Preparare la crostata con farina di castagne di notte, fa un effetto non tanto piacevole. La fredda luce a led rende molto poco vera la calda tonalità della pasta frolla con farina di castagne e la marmellata di fichi e cioccolato fondente. Una volta cotta e sfornata, la foto non rende per niente. decido che aspetterò il mattino e la luce del sole settembrino, per rendere “giustizia” alla mia crostata che sicuramente sarà oltre che “bella”, anche buona. Trovo ottimo l’accostamento del sapore della castagna con i fichi e il cioccolato fondente. Voi dite di no??? Vi ricordo che c’è poco zucchero perché la farina di castagne è di per se dolce. Nella crostata ci sono il burro e l’olio insieme, questi due grassi rendono più friabile la frolla.

Ingredienti

150 gr di farina di castagne

150 gr di farina 0

100 gr di burro

30 gr di olio che può essere di oliva o di girasole

75 gr di zucchero integrale di canna o semolato

Due uova

Semi di vaniglia

Cannella

Marmellata di fichi a piacere

Pezzi di cioccolato fondente nero

Una puntina di lievito per dolci

Preparazione

Mettiamo nella ciotola della planetaria le farine ed il lievito setacciati, uniamo lo zucchero, i semi di vaniglia, la cannella, lasciamo lavorare poco, aggiungiamo il burro morbido, l’olio e le uova. Una volta ottenuto un composto sbriciolato, lavoriamolo sopra la spianatoia per amalgamare la pasta che schiacceremo e la faremo freddare avvolta nella carta forno in frigo per un’ora. La riprendiamo, la stendiamo col mattarello e la appoggiamo in uno stampo di 26 cm. Con una forchetta facciamo dei buchini, spalmiamo la marmellata di fichi e decoriamo con le strisce.
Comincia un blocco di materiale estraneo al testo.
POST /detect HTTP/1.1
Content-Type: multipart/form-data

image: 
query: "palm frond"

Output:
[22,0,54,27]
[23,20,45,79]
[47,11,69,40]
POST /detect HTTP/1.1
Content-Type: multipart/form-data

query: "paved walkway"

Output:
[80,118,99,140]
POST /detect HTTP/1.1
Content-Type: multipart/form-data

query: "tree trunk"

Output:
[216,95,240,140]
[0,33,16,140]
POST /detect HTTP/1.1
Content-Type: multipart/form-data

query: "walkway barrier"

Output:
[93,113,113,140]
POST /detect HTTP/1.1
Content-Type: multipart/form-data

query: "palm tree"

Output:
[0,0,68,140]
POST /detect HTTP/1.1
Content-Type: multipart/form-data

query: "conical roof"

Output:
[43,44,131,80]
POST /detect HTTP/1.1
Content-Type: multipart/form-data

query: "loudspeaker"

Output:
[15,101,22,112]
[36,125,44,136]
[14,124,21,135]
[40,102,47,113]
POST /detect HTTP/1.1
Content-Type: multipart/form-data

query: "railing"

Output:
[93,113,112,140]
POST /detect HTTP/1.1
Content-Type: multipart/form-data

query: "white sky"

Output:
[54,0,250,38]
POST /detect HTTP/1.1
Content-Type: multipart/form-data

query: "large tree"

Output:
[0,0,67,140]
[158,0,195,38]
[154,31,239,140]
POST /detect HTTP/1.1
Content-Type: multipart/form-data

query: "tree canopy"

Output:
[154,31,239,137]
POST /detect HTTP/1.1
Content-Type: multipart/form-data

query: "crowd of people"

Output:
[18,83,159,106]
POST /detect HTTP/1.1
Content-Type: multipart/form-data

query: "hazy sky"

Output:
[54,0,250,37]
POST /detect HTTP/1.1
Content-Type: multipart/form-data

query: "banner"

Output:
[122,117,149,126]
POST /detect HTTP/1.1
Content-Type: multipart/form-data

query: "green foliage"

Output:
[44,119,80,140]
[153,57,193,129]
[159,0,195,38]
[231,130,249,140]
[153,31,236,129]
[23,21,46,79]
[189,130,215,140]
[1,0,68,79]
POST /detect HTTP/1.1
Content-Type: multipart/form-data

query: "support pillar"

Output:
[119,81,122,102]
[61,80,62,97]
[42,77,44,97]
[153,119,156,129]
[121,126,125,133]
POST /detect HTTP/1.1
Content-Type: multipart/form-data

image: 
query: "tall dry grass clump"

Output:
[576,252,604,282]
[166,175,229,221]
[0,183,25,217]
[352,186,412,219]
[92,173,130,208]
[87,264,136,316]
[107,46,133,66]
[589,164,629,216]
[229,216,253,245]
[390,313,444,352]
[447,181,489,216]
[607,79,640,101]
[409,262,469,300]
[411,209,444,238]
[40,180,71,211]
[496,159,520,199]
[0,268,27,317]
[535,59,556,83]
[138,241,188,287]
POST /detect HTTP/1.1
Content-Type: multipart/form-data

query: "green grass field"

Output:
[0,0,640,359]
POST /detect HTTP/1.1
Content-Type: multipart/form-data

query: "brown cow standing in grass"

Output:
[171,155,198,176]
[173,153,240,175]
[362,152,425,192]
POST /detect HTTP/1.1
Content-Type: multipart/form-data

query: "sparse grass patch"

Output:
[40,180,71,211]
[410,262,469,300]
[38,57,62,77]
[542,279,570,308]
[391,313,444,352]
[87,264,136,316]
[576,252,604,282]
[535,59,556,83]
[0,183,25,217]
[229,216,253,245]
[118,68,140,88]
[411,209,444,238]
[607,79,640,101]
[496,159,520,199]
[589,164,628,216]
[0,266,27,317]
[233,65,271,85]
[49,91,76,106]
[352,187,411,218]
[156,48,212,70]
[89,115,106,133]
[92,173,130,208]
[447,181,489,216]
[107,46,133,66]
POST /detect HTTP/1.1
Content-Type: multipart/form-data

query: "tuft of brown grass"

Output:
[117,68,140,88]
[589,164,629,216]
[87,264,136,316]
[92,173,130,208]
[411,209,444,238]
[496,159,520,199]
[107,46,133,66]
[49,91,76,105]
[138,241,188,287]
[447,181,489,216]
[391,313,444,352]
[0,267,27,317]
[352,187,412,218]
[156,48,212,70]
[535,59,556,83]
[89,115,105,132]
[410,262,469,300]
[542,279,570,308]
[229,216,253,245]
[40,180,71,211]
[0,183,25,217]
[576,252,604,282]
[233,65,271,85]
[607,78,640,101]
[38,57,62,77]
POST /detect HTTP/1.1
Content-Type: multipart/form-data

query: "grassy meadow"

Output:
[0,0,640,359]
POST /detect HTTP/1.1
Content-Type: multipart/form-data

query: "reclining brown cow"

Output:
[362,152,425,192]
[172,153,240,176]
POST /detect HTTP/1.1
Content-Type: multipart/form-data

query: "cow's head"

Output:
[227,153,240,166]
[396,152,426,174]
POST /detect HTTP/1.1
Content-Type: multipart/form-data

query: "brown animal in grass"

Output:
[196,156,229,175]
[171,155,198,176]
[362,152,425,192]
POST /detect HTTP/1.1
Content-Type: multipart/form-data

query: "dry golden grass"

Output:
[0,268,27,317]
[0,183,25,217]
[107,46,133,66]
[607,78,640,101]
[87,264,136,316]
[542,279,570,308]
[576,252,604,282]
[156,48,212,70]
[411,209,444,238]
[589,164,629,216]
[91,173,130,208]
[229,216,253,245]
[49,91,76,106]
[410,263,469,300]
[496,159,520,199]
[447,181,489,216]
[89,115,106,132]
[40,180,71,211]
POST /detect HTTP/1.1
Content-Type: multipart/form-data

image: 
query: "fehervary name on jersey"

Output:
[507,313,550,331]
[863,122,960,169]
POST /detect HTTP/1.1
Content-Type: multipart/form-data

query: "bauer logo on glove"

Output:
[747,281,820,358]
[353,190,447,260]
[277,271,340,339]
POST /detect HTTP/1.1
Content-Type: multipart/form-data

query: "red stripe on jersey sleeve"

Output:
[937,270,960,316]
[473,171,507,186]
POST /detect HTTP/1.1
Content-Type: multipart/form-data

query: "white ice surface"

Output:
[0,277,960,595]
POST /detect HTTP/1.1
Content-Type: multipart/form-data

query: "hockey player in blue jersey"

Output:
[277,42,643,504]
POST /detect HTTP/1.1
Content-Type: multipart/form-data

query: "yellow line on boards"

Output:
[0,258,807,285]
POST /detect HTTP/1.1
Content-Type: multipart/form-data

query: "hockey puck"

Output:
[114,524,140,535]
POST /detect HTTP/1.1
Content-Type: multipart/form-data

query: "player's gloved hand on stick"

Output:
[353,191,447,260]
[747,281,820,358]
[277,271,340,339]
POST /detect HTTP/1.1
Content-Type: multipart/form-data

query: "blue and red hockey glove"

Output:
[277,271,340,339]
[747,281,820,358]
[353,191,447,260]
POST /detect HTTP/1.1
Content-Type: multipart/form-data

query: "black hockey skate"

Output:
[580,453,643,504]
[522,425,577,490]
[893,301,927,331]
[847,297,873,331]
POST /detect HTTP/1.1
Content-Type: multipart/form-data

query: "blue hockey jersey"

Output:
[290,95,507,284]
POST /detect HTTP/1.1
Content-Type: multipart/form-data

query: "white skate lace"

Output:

Cuociamo a 160/170 gr per circa 30/ 35 minuti. A cottura ultimata aggiungiamo sopra il cioccolato fondente tagliato a pezzetti. Lasciamo che si freddi e gustiamo la nostra crostata settembrina. Un consiglio, io nella marmellata di fichi ho aggiunto un goccio di rum scuro. Ci sta bene, credetemi!

Buona vita, buona crostata di castagne settembrina!